The impact: Upstream agent effort, no downstream bottleneck
When vulnerabilities get caught and fixed during development—before the code is ever committed—they never enter the backlog. They never become tickets. They never land in a triage queue. They never sit in production waiting for someone to prioritize them.
This is the only model that actually prevents vulnerabilities in production rather than detecting them after the fact. Detection-only programs can’t keep up with AI-speed development because the backlog compounds faster than any team can work it down. The math doesn’t work. Three to ten times the code at the same defect rate, with the same number of people managing the output, results in your backlog growing every sprint.
Fixing earlier also means fixing cheaper. A vulnerability caught in the same coding session costs minutes of an agent’s time. The same vulnerability caught in CI/CD costs a context switch. Caught in production, it costs an incident response. The economics of upstream effort are well understood—what’s new is that AI coding agents make the upstream fix loop possible to automate.
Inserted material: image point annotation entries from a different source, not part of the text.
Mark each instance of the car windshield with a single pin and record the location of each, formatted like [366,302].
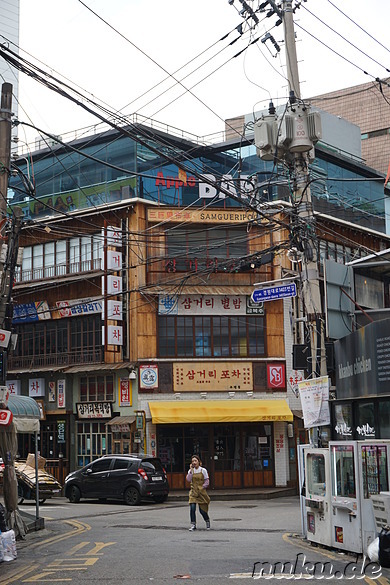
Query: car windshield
[152,465]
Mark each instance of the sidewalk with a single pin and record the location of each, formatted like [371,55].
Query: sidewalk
[238,494]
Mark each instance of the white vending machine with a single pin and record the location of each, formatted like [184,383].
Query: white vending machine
[358,469]
[318,496]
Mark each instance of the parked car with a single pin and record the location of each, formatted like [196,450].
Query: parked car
[131,478]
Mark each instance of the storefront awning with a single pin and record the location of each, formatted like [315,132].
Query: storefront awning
[198,290]
[219,411]
[121,424]
[26,413]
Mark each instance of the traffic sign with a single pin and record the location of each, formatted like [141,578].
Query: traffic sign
[274,292]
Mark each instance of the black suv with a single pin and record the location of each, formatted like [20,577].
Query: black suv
[126,477]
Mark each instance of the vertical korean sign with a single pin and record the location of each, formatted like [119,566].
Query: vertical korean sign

And when every scan is tied to the commit SHA that produced it, you get something the backlog model never offered: proof. Commit-level attestation that security testing ran, that findings were remediated, and that the code passed before it ever hit the pipeline. Auditable by CI/CD gates, compliance teams, or your board.
This is how security actually scales with AI development velocity: not by hiring more people to manage more alerts, but by resolving findings at the source before they become anyone’s problem.
The bottleneck is shifting
Whether you call it the AI-DLC, the AI-SDLC, or just “how we build software now,” the reality is the same: engineering teams are producing more code faster than ever, and every executive in the building is pushing for more.
Security cannot be the reason for the slowdown.
But security can’t be the thing that gets skipped either. The exploit window is now less than a day. And the vulnerability classes that SAST can’t catch—auth flaws, business logic errors, runtime behavior—are the ones that cause breaches. Alert backlogs are now organizations’ biggest liabilities.
The AI-DLC needs security testing that runs at the speed of development, not after it. That means testing within the agentic loop during coding, with results that feed directly back to the agent for remediation.